Abdelkarim menambahkan bahwa pemerintah Israel sedang mempertimbangkan tiga opsi untuk menutup celah anggaran: memangkas belanja publik (termasuk kesehatan dan pendidikan), menaikkan tarif pajak, atau mengambil utang baru. Langkah terakhir ini dikhawatirkan akan mendorong rasio utang negara menembus 75 persen dari PDB.

Menghadapi situasi ini, Kementerian Keuangan Israel mengakui cadangan anggaran negara mulai menipis.

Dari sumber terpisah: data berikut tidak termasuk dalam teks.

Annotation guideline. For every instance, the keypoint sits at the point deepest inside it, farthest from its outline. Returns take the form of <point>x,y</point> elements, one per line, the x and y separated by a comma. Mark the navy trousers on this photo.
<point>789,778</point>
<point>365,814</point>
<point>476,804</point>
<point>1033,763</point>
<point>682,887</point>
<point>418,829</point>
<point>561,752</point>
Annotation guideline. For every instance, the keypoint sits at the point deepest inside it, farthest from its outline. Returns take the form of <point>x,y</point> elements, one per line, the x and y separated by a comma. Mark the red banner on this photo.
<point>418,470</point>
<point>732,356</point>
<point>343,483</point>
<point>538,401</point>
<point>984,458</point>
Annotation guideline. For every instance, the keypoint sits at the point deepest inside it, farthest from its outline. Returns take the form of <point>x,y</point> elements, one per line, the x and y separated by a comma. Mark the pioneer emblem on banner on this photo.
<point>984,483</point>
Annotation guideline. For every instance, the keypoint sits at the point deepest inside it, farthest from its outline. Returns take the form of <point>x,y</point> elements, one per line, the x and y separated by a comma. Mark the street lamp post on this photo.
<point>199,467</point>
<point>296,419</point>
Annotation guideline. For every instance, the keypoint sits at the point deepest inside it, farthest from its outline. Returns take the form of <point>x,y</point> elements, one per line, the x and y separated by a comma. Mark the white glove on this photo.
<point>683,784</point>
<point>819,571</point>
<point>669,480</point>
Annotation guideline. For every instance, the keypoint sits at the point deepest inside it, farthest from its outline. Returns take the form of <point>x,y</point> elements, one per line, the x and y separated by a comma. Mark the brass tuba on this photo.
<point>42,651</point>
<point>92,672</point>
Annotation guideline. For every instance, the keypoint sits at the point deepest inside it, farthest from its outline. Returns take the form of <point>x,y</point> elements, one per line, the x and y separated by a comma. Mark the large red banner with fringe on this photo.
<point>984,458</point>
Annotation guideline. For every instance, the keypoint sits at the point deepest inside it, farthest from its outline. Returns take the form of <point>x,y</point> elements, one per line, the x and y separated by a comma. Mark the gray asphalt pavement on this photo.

Untuk itu, mereka mengajukan permintaan tambahan dana sebesar 857 juta dolar AS bagi Kementerian Pertahanan, sementara memotong anggaran sosial sebesar 200 juta dolar dari sektor pendidikan, kesehatan, dan pelayanan masyarakat.

Harian bisnis Globes melaporkan bahwa dana tambahan tersebut terutama akan digunakan untuk membiayai operasional 450.000 tentara cadangan yang dikerahkan sejak perang dimulai.

Di sisi moneter, nilai mata uang Shekel sempat anjlok hingga menyentuh level 3,7 terhadap dolar AS, sebelum pulih ke 3,5. Abdelkarim menyebut faktor spekulasi pasar dan intervensi Bank Sentral membantu menahan pelemahan lebih lanjut.

Tak hanya itu, sektor energi Israel juga terkena dampak langsung. Serangan rudal Iran terhadap kilang minyak Bazan di Haifa diperkirakan menimbulkan kerugian hingga 3 juta dolar AS setiap harinya, menurut laporan Financial Times.

Pasar keuangan Israel pun ikut terombang-ambing. Serangan ke wilayah yang dekat dengan Bursa Efek Tel Aviv—yang selama ini menyumbang sekitar 8 persen ekspor nasional—mengakibatkan kepanikan di kalangan investor.

“Keruntuhan harga saham memicu aksi jual besar-besaran dan memperparah kondisi pasar modal, yang kemudian mengguncang kestabilan ekonomi dalam jangka pendek,” tulis laporan dari Institut Berlian Israel.